This dynamic fantasy world is sure to entertain, as political intrigue, family turmoil, and vivid characters drive the plot forward.
Schism: The Battle for Darracia is a fast-paced novel that will appeal to lovers of science fiction and fantasy. Set on an alien planet, this is a story about social equality and the struggles faced by those seeking great change. It is also the tale of one young man’s journey from childhood to adulthood.
V’sair is the heir to the throne of the planet Darracia, but he is only half Darracian. His father married a woman from an enemy planet, Planta, and V’sair is the only half-breed in existence. He fears that he is too different to be accepted by the people of Darracia and that no one will follow him. The fact that his father will not allow him to be initiated into the secrets of the Sradda—an important rite of passage for all adult men—frustrates him greatly. When his father’s rule is unexpectedly and violently challenged, V’sair must prove himself worthy to carry the Fireblade, a weapon that defines a man in this warrior’s world, and learn the truth of the Sradda in order to protect himself and his family.

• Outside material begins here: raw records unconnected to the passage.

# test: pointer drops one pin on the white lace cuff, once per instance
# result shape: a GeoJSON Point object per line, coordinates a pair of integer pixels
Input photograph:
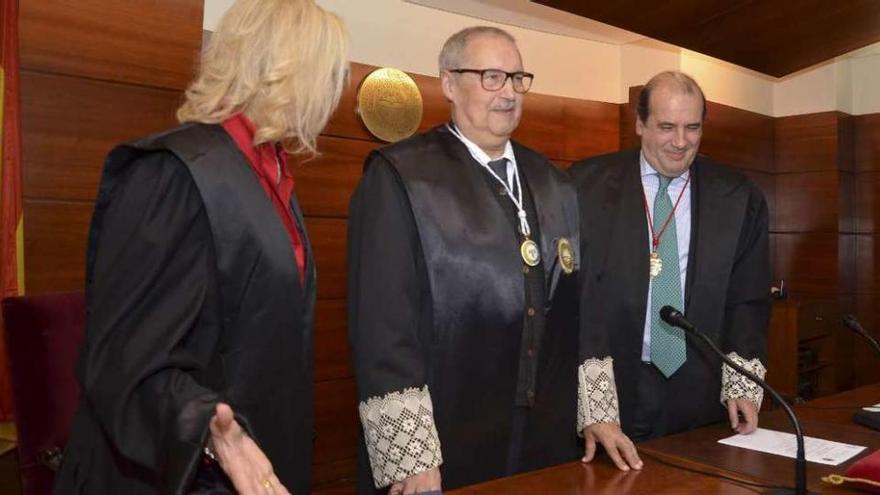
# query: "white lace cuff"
{"type": "Point", "coordinates": [737, 386]}
{"type": "Point", "coordinates": [597, 393]}
{"type": "Point", "coordinates": [400, 434]}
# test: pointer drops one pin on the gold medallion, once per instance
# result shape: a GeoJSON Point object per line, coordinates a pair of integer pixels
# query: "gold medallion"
{"type": "Point", "coordinates": [566, 255]}
{"type": "Point", "coordinates": [530, 252]}
{"type": "Point", "coordinates": [656, 264]}
{"type": "Point", "coordinates": [389, 104]}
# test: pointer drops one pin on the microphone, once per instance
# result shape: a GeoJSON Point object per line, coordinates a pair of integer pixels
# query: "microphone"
{"type": "Point", "coordinates": [674, 317]}
{"type": "Point", "coordinates": [853, 324]}
{"type": "Point", "coordinates": [871, 419]}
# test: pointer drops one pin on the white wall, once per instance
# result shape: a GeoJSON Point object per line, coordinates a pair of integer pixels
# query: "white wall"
{"type": "Point", "coordinates": [408, 36]}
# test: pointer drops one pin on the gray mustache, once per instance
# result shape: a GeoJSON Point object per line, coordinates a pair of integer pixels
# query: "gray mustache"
{"type": "Point", "coordinates": [509, 106]}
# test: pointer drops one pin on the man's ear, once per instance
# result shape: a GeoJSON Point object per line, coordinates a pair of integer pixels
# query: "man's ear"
{"type": "Point", "coordinates": [447, 84]}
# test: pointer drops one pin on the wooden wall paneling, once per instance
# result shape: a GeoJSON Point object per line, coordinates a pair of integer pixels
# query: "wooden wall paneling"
{"type": "Point", "coordinates": [738, 138]}
{"type": "Point", "coordinates": [337, 428]}
{"type": "Point", "coordinates": [590, 128]}
{"type": "Point", "coordinates": [866, 141]}
{"type": "Point", "coordinates": [846, 261]}
{"type": "Point", "coordinates": [148, 42]}
{"type": "Point", "coordinates": [808, 262]}
{"type": "Point", "coordinates": [866, 210]}
{"type": "Point", "coordinates": [846, 202]}
{"type": "Point", "coordinates": [324, 185]}
{"type": "Point", "coordinates": [541, 127]}
{"type": "Point", "coordinates": [806, 143]}
{"type": "Point", "coordinates": [436, 106]}
{"type": "Point", "coordinates": [846, 142]}
{"type": "Point", "coordinates": [55, 245]}
{"type": "Point", "coordinates": [867, 276]}
{"type": "Point", "coordinates": [69, 124]}
{"type": "Point", "coordinates": [782, 352]}
{"type": "Point", "coordinates": [332, 355]}
{"type": "Point", "coordinates": [328, 239]}
{"type": "Point", "coordinates": [628, 136]}
{"type": "Point", "coordinates": [807, 202]}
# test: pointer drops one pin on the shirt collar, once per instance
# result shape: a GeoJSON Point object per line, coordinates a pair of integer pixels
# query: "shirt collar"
{"type": "Point", "coordinates": [263, 156]}
{"type": "Point", "coordinates": [479, 155]}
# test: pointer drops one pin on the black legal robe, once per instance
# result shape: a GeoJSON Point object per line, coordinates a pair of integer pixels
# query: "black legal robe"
{"type": "Point", "coordinates": [193, 297]}
{"type": "Point", "coordinates": [727, 290]}
{"type": "Point", "coordinates": [436, 299]}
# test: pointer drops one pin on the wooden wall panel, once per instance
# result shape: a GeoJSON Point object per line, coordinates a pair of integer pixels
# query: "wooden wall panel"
{"type": "Point", "coordinates": [864, 358]}
{"type": "Point", "coordinates": [541, 126]}
{"type": "Point", "coordinates": [55, 245]}
{"type": "Point", "coordinates": [69, 124]}
{"type": "Point", "coordinates": [337, 429]}
{"type": "Point", "coordinates": [866, 210]}
{"type": "Point", "coordinates": [324, 185]}
{"type": "Point", "coordinates": [332, 354]}
{"type": "Point", "coordinates": [328, 236]}
{"type": "Point", "coordinates": [738, 138]}
{"type": "Point", "coordinates": [808, 262]}
{"type": "Point", "coordinates": [591, 128]}
{"type": "Point", "coordinates": [797, 208]}
{"type": "Point", "coordinates": [867, 279]}
{"type": "Point", "coordinates": [866, 142]}
{"type": "Point", "coordinates": [806, 143]}
{"type": "Point", "coordinates": [766, 182]}
{"type": "Point", "coordinates": [147, 42]}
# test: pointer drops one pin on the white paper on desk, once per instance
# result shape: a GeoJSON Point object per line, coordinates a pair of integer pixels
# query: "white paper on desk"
{"type": "Point", "coordinates": [785, 444]}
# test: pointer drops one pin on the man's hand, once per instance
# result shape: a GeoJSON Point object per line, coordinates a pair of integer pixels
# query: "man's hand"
{"type": "Point", "coordinates": [749, 411]}
{"type": "Point", "coordinates": [241, 459]}
{"type": "Point", "coordinates": [618, 446]}
{"type": "Point", "coordinates": [426, 481]}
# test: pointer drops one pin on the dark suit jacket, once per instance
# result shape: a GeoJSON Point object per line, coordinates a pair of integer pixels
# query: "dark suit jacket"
{"type": "Point", "coordinates": [437, 297]}
{"type": "Point", "coordinates": [726, 290]}
{"type": "Point", "coordinates": [193, 297]}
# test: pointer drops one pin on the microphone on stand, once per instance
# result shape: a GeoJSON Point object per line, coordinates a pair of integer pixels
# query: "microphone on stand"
{"type": "Point", "coordinates": [853, 324]}
{"type": "Point", "coordinates": [866, 417]}
{"type": "Point", "coordinates": [674, 317]}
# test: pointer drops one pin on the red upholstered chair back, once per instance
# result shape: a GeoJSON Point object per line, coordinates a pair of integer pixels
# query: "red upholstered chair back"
{"type": "Point", "coordinates": [43, 335]}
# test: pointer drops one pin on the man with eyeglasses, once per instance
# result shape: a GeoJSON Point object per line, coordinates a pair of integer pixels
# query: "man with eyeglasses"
{"type": "Point", "coordinates": [463, 299]}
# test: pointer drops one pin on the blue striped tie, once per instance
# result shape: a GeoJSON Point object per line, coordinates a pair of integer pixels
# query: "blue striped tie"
{"type": "Point", "coordinates": [668, 351]}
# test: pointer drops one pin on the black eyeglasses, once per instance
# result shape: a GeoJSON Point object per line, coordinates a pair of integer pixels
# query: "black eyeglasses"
{"type": "Point", "coordinates": [494, 79]}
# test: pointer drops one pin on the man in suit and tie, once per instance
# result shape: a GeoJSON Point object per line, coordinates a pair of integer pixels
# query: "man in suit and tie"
{"type": "Point", "coordinates": [660, 226]}
{"type": "Point", "coordinates": [463, 296]}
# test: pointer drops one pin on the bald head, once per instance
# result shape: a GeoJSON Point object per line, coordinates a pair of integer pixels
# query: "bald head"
{"type": "Point", "coordinates": [673, 82]}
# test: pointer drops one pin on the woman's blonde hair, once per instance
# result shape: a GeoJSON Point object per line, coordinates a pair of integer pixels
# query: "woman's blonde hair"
{"type": "Point", "coordinates": [283, 63]}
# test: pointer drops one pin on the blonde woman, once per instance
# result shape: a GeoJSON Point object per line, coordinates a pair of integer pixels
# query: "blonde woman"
{"type": "Point", "coordinates": [196, 369]}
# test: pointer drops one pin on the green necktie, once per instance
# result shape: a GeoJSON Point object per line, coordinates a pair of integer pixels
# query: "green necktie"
{"type": "Point", "coordinates": [668, 351]}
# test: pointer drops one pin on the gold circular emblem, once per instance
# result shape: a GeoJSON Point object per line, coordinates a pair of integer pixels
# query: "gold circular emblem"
{"type": "Point", "coordinates": [530, 252]}
{"type": "Point", "coordinates": [389, 104]}
{"type": "Point", "coordinates": [566, 255]}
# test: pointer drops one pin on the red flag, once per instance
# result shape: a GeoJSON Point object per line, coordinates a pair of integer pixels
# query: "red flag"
{"type": "Point", "coordinates": [11, 216]}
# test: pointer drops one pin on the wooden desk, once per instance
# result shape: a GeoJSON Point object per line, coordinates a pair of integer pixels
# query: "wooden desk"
{"type": "Point", "coordinates": [601, 477]}
{"type": "Point", "coordinates": [835, 423]}
{"type": "Point", "coordinates": [699, 450]}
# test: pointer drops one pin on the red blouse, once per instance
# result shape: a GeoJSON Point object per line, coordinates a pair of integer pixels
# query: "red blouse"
{"type": "Point", "coordinates": [265, 160]}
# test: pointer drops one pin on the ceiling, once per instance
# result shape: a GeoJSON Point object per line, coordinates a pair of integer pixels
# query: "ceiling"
{"type": "Point", "coordinates": [774, 37]}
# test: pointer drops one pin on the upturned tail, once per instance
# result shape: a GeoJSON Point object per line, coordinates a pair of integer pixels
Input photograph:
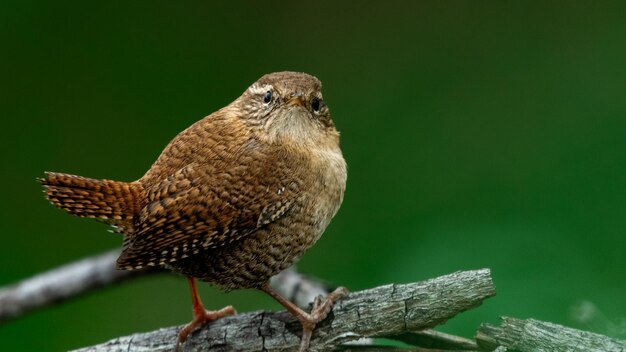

Michael Phillip Cash tells his story in a clear, precise manner. The writing is easy to follow, and the narrative moves from scene to scene and character to character smoothly. The plot is interesting, with political intrigue, family infighting, and philosophical ideology woven into a seamless whole.
The world of Darracia is dynamic and described beautifully. In one particularly moving passage, Cash writes: “The stars littered the heavens like the sparkling bubbles that aerated the water. The four moons hung low on the horizon but lit the ground with their lambent glow. Red treetops beckoned, and Tulani gasped with delight as they floated above the land, which was now a speck in the night sky.”
Little distracts from the main plot of the tight narrative. This does, however, leave scant room for character development. Though the emotional bonds that tie characters to one another take center stage, more detail is needed. The struggle between the ruling class of Darracia and its servant class is largely fueled by beliefs that V’sair’s mother introduced to his father, which the king then brings into his rule. This makes their connection important to the story, but little is offered about how that relationship developed. Additionally, romance blooms between V’sair and a servant girl, Tulani, but their interactions are brief, making the commitment they feel for one another seem implausible. Without more of such details, it is difficult to care intensely for the characters and the fate of their world.
The author has crafted a complex society with a well-defined class system facing a political struggle for social equality. This is the first installment of a planned series, and Cash does a fine job laying the groundwork for future books. Schism is a quick, pleasurable read that is sure to entertain.